AWS Lambda Automation

AWS Lambda functions are a smart way to auto-execute code on every log file upload.

Below we describe how you can set up an AWS Lambda function to automatically run the script when a new log file is uploaded.


Before you get started

This is an advanced topic and we recommend that you get the basics in place first:

Regarding dependencies

The canedge-influxdb-writer script relies on a number of dependencies that need to be provided to the AWS Lambda function. To make this easy, we have pre-built ‘layers’ for the major AWS S3 regions. You can find the latest layer list in our Releases page. See below for details. By providing your AWS Lambda function with an ‘ARN identifier’ for a pre-built layer, you ensure that all relevant dependencies are in place.

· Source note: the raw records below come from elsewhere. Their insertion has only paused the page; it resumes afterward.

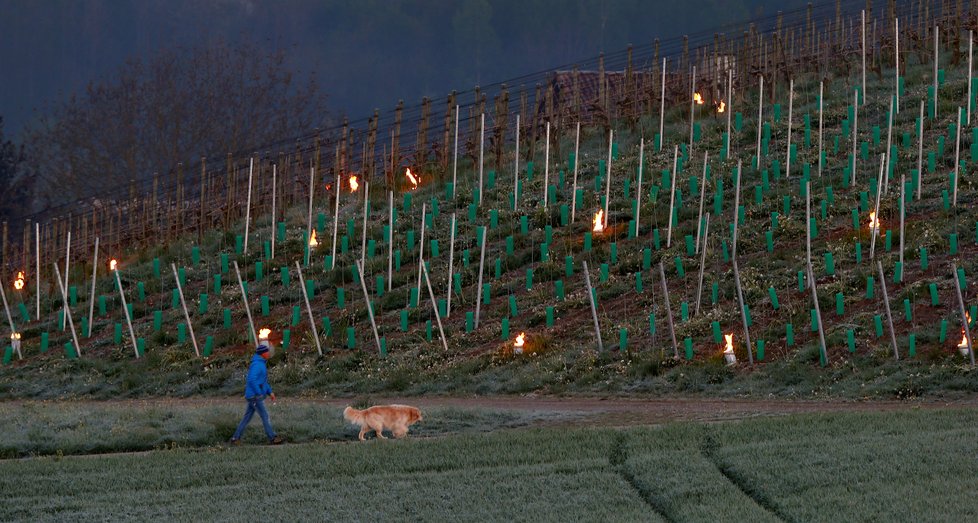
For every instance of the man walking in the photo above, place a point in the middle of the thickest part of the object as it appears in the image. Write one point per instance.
(256, 389)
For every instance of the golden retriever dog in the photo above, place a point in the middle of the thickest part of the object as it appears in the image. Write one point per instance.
(395, 418)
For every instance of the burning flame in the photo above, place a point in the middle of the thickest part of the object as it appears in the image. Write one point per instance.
(729, 348)
(412, 178)
(598, 221)
(964, 337)
(874, 222)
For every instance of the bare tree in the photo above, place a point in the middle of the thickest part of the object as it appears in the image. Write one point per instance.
(175, 107)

The ARN should match the region that your S3 bucket is setup in.

Regarding log file size and InfluxDB account type

If you’re initially testing your setup with a free InfluxDB Cloud starter account, keep in mind that there is a ‘write restriction’ of 5 MB per 5 minutes. This means that if you try to write e.g. 30 MB of data, it will take > 30 minutes. This exceeds the AWS Lambda max timeout. If you’re using AWS Lambda, we recommend that you ensure your log file split size is 2-5 MB and that the data you extract is optimized (i.e. only push relevant signals at relevant resampled frequency). Depending on your use case, this will let you set up a basic PoC.

For ‘production setups’, we recommend self-hosting InfluxDB or using a paid InfluxDB Cloud if you wish to use AWS Lambda function.

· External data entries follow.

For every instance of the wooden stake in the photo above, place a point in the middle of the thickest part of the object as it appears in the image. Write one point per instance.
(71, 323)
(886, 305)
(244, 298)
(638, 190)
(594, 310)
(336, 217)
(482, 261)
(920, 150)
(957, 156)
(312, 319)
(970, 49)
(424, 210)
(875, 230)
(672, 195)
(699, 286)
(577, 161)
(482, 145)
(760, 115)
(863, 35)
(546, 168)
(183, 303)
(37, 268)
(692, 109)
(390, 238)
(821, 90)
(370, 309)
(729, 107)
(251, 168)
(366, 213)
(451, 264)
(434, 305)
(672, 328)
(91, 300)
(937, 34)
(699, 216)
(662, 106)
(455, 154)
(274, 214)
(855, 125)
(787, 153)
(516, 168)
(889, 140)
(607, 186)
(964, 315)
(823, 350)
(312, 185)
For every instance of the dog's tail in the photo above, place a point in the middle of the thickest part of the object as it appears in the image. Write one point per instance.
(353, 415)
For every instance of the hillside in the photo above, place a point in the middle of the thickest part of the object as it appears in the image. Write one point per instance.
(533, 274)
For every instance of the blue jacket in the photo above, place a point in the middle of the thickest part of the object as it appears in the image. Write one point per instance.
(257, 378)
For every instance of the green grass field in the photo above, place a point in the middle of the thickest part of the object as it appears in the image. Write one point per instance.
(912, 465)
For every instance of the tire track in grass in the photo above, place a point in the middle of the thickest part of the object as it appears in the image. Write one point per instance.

Deploy your AWS Lambda function

  1. Create an IAM execution role with permissions: AWSLambdaBasicExecutionRole + AmazonS3FullAccess
  2. Go to ‘Services/Lambda’, then select your S3 bucket region (upper right corner)
  3. Add a new Lambda function with a name, a Python 3.7 environment and your execution role
  4. Add a ‘Trigger’: Select S3, your test bucket, All object create events and suffix .MF4
  5. Create a zip with lambda_function.py, utils.py, utils_db.py, inputs.py and your *.dbc (ensure your inputs are updated)
  6. Upload the zip via the Lambda ‘Actions’ button and confirm that your code shows in the online code editor
  7. Find the pre-built layer ARN for your AWS S3 region in the lambda_layer_arns.csv file
  8. In the ‘Designer’ tap, click Layers/Add a layer/Specify an ARN and parse your ARN
  9. Scroll to ‘Basic settings’ and set the ‘Timeout’ to 3 min and memory to 1024 MB (you can test/tweak these later)
  10. Save the script and click ‘Deploy’, then ‘Test’ (using the below test data) and verify that it succeeds
  11. Click ‘Test’ in the upper right corner and add the test JSON content below
  12. When you’re ready, click ‘Actions/Publish’ to save a new version
  13. In AWS Services, go to Cloudwatch/Logs/Log groups and click your Lambda function to monitor events
  14. Download a logfile via CANcloud from your main bucket and upload to your test bucket via CANcloud (from the Home tab)
  15. Verify that the Lambda function is triggered within a minute and check from the log output that it processes the data
  16. Verify that data is written correctly to InfluxDB

Once tested, change the ‘Trigger’ S3 bucket to your main bucket and verify that it works as intended over a period.

Lambda function test event data

{
  "Records": [
    {
      "s3": {
        "bucket": {
          "name": "your-source-bucket-name",
          "arn": "arn:aws:s3:::your-source-bucket-name"
        },
        "object": {
          "key": "<device_id>/<test_file_session_id>/<full_test_file_name.MF4>"
        }
      }
    }
  ]
}

Troubleshooting

Typical issues that may arise include the following:

  1. If you do not create your IAM execution role with the correct policies, you’ll get errors regarding forbidden access
  2. It’s important that you zip the files outlined directly, rather than putting them in a folder and zipping the folder
  3. Make sure to update the timeout - the script won’t be able to run with the default 3 second timeout

Regarding AWS and Lambda costs

We recommend tracking your AWS billing costs when working with Lambda functions to ensure everything is set up correctly. We do not take responsibility for incorrect implementations or unexpected costs related to implementation of the below. Note also that the below is intended as a ‘getting started’ guide - not a fully cost optimized setup.